1000 FAQs, 500 tutorials and explanatory videos. Here, there are only solutions!
Automatically check SPF / DKIM / DMARC
This guide presents the Global Security tool, which allows you to verify that the relationships between a domain name and an Infomaniak Mail Service are optimized in terms of security. This involves checking SPF / DKIM / DMARC records, and the Global Security tool allows you to intervene on the configuration if necessary.
Accessing the Global Security diagnostic tool
To access Global Security:
- Log in to the Infomaniak Manager (manager.infomaniak.com) from a web browser like Brave or Edge
- Click on the icon in the top right corner of the interface (or navigate through the left sidebar menu, for example)
- Choose Mail Service (under the Collaborative Tools section)

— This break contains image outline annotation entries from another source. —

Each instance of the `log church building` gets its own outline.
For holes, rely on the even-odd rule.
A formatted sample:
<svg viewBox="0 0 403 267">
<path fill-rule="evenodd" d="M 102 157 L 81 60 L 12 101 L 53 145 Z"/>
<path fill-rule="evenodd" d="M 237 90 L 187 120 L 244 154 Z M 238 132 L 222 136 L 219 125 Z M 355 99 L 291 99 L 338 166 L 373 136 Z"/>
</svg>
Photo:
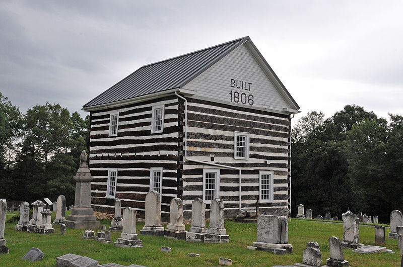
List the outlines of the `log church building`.
<svg viewBox="0 0 403 267">
<path fill-rule="evenodd" d="M 224 201 L 233 217 L 254 210 L 287 215 L 291 120 L 299 107 L 245 37 L 141 67 L 83 107 L 90 113 L 91 205 L 113 214 L 116 199 L 144 216 L 159 192 Z"/>
</svg>

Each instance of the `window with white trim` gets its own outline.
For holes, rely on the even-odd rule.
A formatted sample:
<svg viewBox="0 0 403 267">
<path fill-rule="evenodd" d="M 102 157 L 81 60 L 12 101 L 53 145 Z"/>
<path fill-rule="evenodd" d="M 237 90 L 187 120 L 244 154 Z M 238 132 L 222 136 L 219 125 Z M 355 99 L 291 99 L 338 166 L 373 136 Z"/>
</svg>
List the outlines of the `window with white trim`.
<svg viewBox="0 0 403 267">
<path fill-rule="evenodd" d="M 234 158 L 249 159 L 249 133 L 234 132 Z"/>
<path fill-rule="evenodd" d="M 162 133 L 164 131 L 164 105 L 153 107 L 151 116 L 151 133 Z"/>
<path fill-rule="evenodd" d="M 220 169 L 203 169 L 203 201 L 210 204 L 220 197 Z"/>
<path fill-rule="evenodd" d="M 259 171 L 259 202 L 273 202 L 273 172 Z"/>
<path fill-rule="evenodd" d="M 109 136 L 117 135 L 117 124 L 119 123 L 119 113 L 113 113 L 110 115 L 109 122 Z"/>
<path fill-rule="evenodd" d="M 162 198 L 162 168 L 151 168 L 150 172 L 150 191 L 155 190 Z"/>
<path fill-rule="evenodd" d="M 108 170 L 108 185 L 106 187 L 106 197 L 115 198 L 116 194 L 117 169 Z"/>
</svg>

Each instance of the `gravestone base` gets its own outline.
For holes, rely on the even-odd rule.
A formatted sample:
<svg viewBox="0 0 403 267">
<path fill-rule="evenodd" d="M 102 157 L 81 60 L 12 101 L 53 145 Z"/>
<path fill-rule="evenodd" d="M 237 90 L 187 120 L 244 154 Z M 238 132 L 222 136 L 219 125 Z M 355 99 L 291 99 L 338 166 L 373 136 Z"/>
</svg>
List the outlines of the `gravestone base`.
<svg viewBox="0 0 403 267">
<path fill-rule="evenodd" d="M 185 240 L 186 233 L 185 230 L 175 231 L 171 229 L 166 229 L 164 231 L 164 236 L 171 239 Z"/>
<path fill-rule="evenodd" d="M 345 267 L 349 266 L 348 260 L 338 260 L 329 258 L 326 260 L 326 265 L 330 267 Z"/>
<path fill-rule="evenodd" d="M 287 253 L 292 253 L 293 245 L 291 244 L 275 244 L 274 243 L 265 243 L 264 242 L 254 242 L 253 246 L 255 246 L 259 250 L 264 250 L 274 253 L 276 248 L 284 248 Z"/>
<path fill-rule="evenodd" d="M 205 243 L 229 243 L 230 236 L 227 234 L 214 234 L 206 233 Z"/>
<path fill-rule="evenodd" d="M 390 233 L 388 233 L 387 237 L 388 238 L 390 238 L 391 239 L 397 239 L 397 233 L 394 233 L 393 232 L 390 232 Z"/>
<path fill-rule="evenodd" d="M 154 236 L 164 236 L 164 227 L 162 225 L 145 225 L 140 230 L 140 234 L 144 235 L 152 235 Z"/>
<path fill-rule="evenodd" d="M 344 248 L 357 249 L 364 246 L 364 244 L 361 243 L 350 243 L 349 242 L 342 241 L 342 247 Z"/>
</svg>

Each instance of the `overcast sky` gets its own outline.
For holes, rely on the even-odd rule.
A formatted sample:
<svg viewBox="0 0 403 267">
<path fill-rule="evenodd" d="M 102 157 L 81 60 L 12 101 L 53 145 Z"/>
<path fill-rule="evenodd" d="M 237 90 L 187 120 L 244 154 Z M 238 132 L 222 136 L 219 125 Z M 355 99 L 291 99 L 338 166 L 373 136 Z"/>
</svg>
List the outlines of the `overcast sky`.
<svg viewBox="0 0 403 267">
<path fill-rule="evenodd" d="M 143 65 L 248 35 L 301 107 L 403 114 L 403 1 L 0 1 L 0 92 L 71 112 Z M 294 122 L 295 120 L 294 120 Z"/>
</svg>

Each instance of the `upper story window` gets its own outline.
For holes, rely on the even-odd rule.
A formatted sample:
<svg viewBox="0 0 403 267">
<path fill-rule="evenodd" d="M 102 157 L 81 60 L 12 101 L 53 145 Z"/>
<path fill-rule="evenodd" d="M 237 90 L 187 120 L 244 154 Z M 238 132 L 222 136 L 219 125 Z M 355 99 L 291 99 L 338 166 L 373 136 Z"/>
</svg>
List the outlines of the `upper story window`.
<svg viewBox="0 0 403 267">
<path fill-rule="evenodd" d="M 151 168 L 150 173 L 150 191 L 155 190 L 162 198 L 162 168 Z"/>
<path fill-rule="evenodd" d="M 113 113 L 110 115 L 109 123 L 109 136 L 117 135 L 117 124 L 119 122 L 119 113 Z"/>
<path fill-rule="evenodd" d="M 106 197 L 115 198 L 116 193 L 117 169 L 108 170 L 108 185 L 106 187 Z"/>
<path fill-rule="evenodd" d="M 249 133 L 234 132 L 234 158 L 238 159 L 249 159 Z"/>
<path fill-rule="evenodd" d="M 259 171 L 259 202 L 273 202 L 273 172 Z"/>
<path fill-rule="evenodd" d="M 220 169 L 203 169 L 203 201 L 210 204 L 220 197 Z"/>
<path fill-rule="evenodd" d="M 164 131 L 164 106 L 153 107 L 151 117 L 151 133 L 162 133 Z"/>
</svg>

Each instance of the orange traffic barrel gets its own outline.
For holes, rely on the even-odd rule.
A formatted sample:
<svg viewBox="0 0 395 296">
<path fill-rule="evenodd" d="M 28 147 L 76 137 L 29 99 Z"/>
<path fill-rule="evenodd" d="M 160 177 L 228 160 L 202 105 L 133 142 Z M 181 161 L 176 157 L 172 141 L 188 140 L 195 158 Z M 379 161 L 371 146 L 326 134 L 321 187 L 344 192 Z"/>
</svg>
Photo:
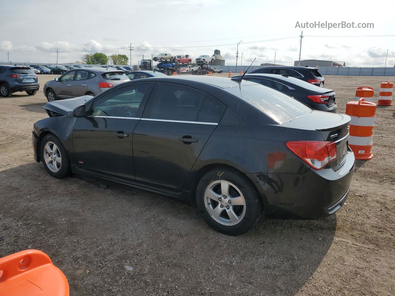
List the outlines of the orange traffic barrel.
<svg viewBox="0 0 395 296">
<path fill-rule="evenodd" d="M 69 296 L 67 279 L 48 255 L 26 250 L 0 258 L 1 296 Z"/>
<path fill-rule="evenodd" d="M 392 91 L 394 84 L 389 81 L 383 82 L 380 85 L 377 105 L 380 106 L 392 106 Z"/>
<path fill-rule="evenodd" d="M 357 88 L 355 92 L 355 98 L 354 101 L 358 101 L 359 99 L 363 97 L 365 102 L 373 102 L 373 97 L 374 95 L 374 90 L 370 86 L 359 86 Z"/>
<path fill-rule="evenodd" d="M 351 118 L 348 146 L 356 159 L 367 160 L 373 157 L 372 144 L 376 107 L 376 104 L 365 101 L 363 97 L 357 102 L 347 103 L 346 114 Z"/>
</svg>

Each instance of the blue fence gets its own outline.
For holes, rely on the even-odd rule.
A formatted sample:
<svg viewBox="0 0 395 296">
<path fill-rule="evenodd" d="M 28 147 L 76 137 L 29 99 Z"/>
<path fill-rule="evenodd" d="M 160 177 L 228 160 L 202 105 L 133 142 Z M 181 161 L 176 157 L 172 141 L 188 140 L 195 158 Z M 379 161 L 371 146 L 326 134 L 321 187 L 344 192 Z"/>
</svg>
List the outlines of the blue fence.
<svg viewBox="0 0 395 296">
<path fill-rule="evenodd" d="M 318 70 L 321 75 L 344 75 L 356 76 L 395 76 L 395 67 L 374 68 L 322 67 Z"/>
</svg>

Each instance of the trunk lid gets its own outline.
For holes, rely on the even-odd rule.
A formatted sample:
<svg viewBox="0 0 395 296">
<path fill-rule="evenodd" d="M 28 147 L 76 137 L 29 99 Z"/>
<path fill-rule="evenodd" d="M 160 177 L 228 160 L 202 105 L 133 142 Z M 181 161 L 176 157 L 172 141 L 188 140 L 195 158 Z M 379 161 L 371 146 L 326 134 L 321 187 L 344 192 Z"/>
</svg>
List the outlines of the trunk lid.
<svg viewBox="0 0 395 296">
<path fill-rule="evenodd" d="M 46 110 L 64 116 L 68 112 L 73 111 L 76 107 L 85 104 L 93 97 L 90 96 L 83 96 L 72 99 L 54 101 L 47 103 L 43 108 Z"/>
<path fill-rule="evenodd" d="M 337 157 L 328 165 L 336 170 L 344 164 L 347 154 L 350 120 L 350 117 L 345 114 L 313 111 L 305 116 L 283 124 L 283 125 L 315 130 L 320 133 L 325 141 L 335 142 Z"/>
</svg>

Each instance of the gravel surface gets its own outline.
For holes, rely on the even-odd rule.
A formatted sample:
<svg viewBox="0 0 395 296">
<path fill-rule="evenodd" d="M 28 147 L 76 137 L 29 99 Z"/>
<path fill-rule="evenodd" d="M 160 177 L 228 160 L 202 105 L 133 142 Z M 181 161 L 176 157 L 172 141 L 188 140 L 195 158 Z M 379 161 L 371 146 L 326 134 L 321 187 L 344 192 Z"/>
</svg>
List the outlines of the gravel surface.
<svg viewBox="0 0 395 296">
<path fill-rule="evenodd" d="M 47 116 L 42 89 L 56 76 L 40 75 L 34 96 L 0 97 L 0 257 L 45 252 L 71 295 L 395 295 L 394 106 L 378 107 L 374 156 L 357 161 L 348 199 L 335 215 L 267 220 L 231 237 L 166 197 L 50 177 L 34 161 L 31 131 Z M 378 90 L 395 77 L 325 79 L 344 112 L 357 87 Z"/>
</svg>

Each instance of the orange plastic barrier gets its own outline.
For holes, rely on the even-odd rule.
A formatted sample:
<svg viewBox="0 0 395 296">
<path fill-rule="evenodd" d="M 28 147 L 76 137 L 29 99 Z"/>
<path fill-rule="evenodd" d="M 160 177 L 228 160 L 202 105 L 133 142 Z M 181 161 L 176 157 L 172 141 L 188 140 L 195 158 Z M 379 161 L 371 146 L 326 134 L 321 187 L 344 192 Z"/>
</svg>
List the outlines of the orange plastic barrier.
<svg viewBox="0 0 395 296">
<path fill-rule="evenodd" d="M 351 118 L 350 124 L 348 146 L 357 159 L 372 159 L 373 129 L 376 105 L 366 102 L 361 98 L 357 102 L 348 102 L 346 107 L 346 114 Z"/>
<path fill-rule="evenodd" d="M 1 296 L 68 296 L 67 279 L 45 253 L 26 250 L 0 258 Z"/>
<path fill-rule="evenodd" d="M 392 91 L 394 84 L 389 81 L 383 82 L 380 85 L 377 105 L 380 106 L 392 106 Z"/>
<path fill-rule="evenodd" d="M 373 102 L 373 97 L 374 96 L 374 90 L 370 86 L 359 86 L 355 92 L 355 98 L 354 101 L 358 101 L 363 97 L 365 102 Z"/>
</svg>

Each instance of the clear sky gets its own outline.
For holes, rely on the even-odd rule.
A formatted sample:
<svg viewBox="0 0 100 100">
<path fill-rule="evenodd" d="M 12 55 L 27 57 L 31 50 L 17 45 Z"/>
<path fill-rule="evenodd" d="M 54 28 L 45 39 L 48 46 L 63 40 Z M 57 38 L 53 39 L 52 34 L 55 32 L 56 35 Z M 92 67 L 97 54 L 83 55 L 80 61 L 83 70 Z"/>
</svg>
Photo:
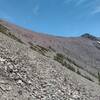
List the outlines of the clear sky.
<svg viewBox="0 0 100 100">
<path fill-rule="evenodd" d="M 100 0 L 0 0 L 0 18 L 59 36 L 100 36 Z"/>
</svg>

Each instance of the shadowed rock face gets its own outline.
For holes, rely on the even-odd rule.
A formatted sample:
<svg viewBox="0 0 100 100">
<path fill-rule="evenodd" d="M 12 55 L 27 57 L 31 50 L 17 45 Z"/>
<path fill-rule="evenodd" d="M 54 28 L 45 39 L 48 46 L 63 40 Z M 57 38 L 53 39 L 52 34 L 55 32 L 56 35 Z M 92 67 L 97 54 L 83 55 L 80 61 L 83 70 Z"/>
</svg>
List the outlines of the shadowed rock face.
<svg viewBox="0 0 100 100">
<path fill-rule="evenodd" d="M 0 100 L 100 100 L 99 40 L 0 25 Z"/>
</svg>

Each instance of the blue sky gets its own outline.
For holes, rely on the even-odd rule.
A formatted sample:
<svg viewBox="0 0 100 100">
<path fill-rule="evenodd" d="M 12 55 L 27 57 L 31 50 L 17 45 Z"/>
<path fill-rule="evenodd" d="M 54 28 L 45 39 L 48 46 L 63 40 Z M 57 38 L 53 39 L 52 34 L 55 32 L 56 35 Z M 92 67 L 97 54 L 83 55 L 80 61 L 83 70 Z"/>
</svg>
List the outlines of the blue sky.
<svg viewBox="0 0 100 100">
<path fill-rule="evenodd" d="M 100 36 L 100 0 L 0 0 L 0 18 L 52 35 Z"/>
</svg>

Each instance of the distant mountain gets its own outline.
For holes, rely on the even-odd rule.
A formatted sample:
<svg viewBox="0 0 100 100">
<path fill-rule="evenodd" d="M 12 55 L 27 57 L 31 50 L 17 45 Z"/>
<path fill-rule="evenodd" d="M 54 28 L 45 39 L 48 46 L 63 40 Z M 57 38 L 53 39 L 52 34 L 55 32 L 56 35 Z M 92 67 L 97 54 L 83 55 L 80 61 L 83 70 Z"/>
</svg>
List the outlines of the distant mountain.
<svg viewBox="0 0 100 100">
<path fill-rule="evenodd" d="M 0 100 L 99 100 L 100 41 L 58 37 L 0 20 Z"/>
</svg>

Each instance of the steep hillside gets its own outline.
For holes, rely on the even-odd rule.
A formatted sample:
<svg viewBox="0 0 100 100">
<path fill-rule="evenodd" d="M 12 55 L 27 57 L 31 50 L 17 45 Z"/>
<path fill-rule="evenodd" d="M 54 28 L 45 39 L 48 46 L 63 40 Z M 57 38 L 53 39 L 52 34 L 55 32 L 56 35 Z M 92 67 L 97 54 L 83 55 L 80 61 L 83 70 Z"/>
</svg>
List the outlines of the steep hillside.
<svg viewBox="0 0 100 100">
<path fill-rule="evenodd" d="M 100 100 L 99 54 L 99 40 L 0 20 L 0 100 Z"/>
</svg>

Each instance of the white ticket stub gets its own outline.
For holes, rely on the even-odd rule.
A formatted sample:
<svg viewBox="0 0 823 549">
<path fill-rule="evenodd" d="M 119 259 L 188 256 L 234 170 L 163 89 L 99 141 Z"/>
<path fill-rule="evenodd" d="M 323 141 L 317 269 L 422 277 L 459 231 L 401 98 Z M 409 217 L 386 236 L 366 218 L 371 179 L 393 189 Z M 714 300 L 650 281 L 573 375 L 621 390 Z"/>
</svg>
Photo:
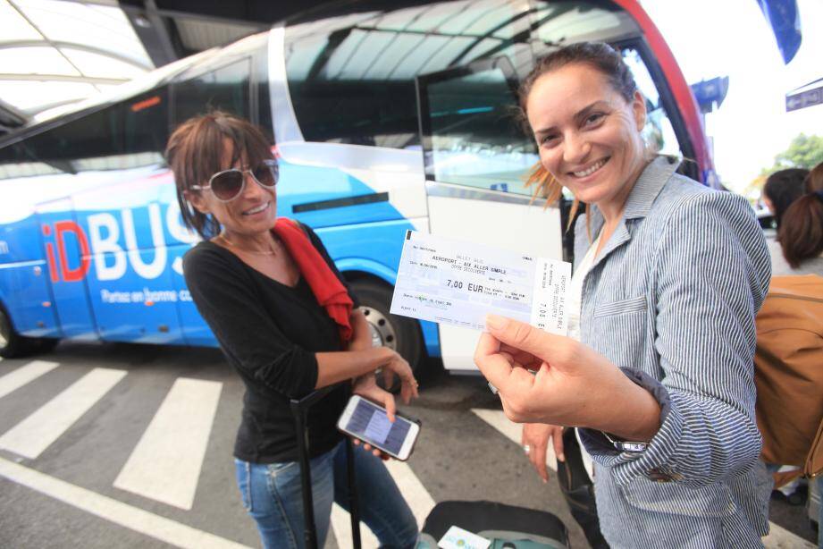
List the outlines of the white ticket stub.
<svg viewBox="0 0 823 549">
<path fill-rule="evenodd" d="M 488 313 L 566 335 L 571 264 L 408 231 L 391 312 L 485 329 Z"/>
</svg>

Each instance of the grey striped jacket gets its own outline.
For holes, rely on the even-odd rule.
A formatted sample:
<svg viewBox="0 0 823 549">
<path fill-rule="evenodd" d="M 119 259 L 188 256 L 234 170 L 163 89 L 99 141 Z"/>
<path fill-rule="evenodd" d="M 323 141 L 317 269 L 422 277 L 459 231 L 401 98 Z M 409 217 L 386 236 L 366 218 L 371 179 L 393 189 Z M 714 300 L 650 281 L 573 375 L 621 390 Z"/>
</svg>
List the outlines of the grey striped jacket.
<svg viewBox="0 0 823 549">
<path fill-rule="evenodd" d="M 763 234 L 740 196 L 659 156 L 584 281 L 582 341 L 661 404 L 641 454 L 581 429 L 613 547 L 759 547 L 771 481 L 754 419 L 754 317 L 768 287 Z M 592 236 L 603 218 L 590 211 Z M 590 245 L 585 216 L 575 256 Z"/>
</svg>

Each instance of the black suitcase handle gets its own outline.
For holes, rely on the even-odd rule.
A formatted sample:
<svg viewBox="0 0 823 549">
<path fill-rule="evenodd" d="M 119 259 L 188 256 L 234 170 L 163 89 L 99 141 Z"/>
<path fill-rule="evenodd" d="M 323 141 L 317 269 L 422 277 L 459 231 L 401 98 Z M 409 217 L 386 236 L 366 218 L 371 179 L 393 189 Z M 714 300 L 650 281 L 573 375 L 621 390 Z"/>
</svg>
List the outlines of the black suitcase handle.
<svg viewBox="0 0 823 549">
<path fill-rule="evenodd" d="M 346 382 L 344 382 L 346 383 Z M 315 502 L 312 495 L 312 471 L 308 459 L 308 409 L 322 401 L 339 385 L 314 391 L 302 399 L 291 399 L 291 413 L 298 433 L 298 459 L 300 463 L 300 484 L 303 492 L 303 540 L 307 549 L 317 549 L 317 528 L 315 523 Z M 349 472 L 349 514 L 351 517 L 351 541 L 354 549 L 360 549 L 360 512 L 357 508 L 357 486 L 355 478 L 355 447 L 346 439 L 346 463 Z"/>
</svg>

- Click on the name of the relevant object in the displayed table
- Click on Global Security in the left sidebar menu
Verify optimal email functionality
Once on Global Security, read and verify the 3 email security mechanisms: SPF, DKIM, and DMARC. These indications should be displayed in green:
Otherwise, this may explain the treatment of a non-spam email as spam.
Click on Edit or Create to configure SPF, DKIM, and DMARC according to the recommendations below to secure your Mail Service against potential identity theft:
SPF (Sender Policy Framework)
SPF (click here to configure) allows a domain owner to specify which servers are authorized to send emails on behalf of that domain. This helps reduce the risk of spam and phishing because the recipient's mail server can check if the sender is authorized by consulting the sender domain's DNS records.
Under these conditions, if a problem is detected, you will find a Fix button that allows you to update your SPF automatically.
If fixing either of the mentioned issues is not possible, it must be done on the configuration set up by the owner or technician of the sender domain.
If your domain points to Wix or another provider, the SPF must be configured with the respective provider.
DKIM (Domain Keys Identified Mail)
DKIM (click here to configure) is a protocol that allows emails to be signed when sent.
When your domain name is managed elsewhere, you will find the DKIM record to add to the DNS zone in this Global Security > DKIM section.
You can configure multiple DKIM records on your domain without a fixed limit, unlike DMARC or SPF, which is crucial if you use multiple third-party email providers for your daily communications.
DMARC (Domain-based Message Authentication, Reporting, and Conformance)
DMARC (click here to configure) allows you to inform other mail servers (the mail providers of the contacts to whom you send an email) about the policy to follow when receiving a "suspicious" email (unauthenticated, for example) from your mail server (hosted by Infomaniak). Additionally, you can be notified of the "incident" by a summary message (called "DMARC report") providing information about the recent activity of your domain-related email.
DMARC requires a valid SPF and DKIM. An assistant helps you configure DMARC according to Infomaniak's recommendations in simple mode or completely as you wish in expert mode (allows you to enter the record of your choice). The corresponding necessary entries (type TXT) will then be automatically applied in the DNS zone of the relevant domain name (if administratively possible - domain managed within the same organization, for example).
Infomaniak is neither able to analyze your potential DMARC reports and records, nor able to assess their validity or compliance, as this is entirely your responsibility.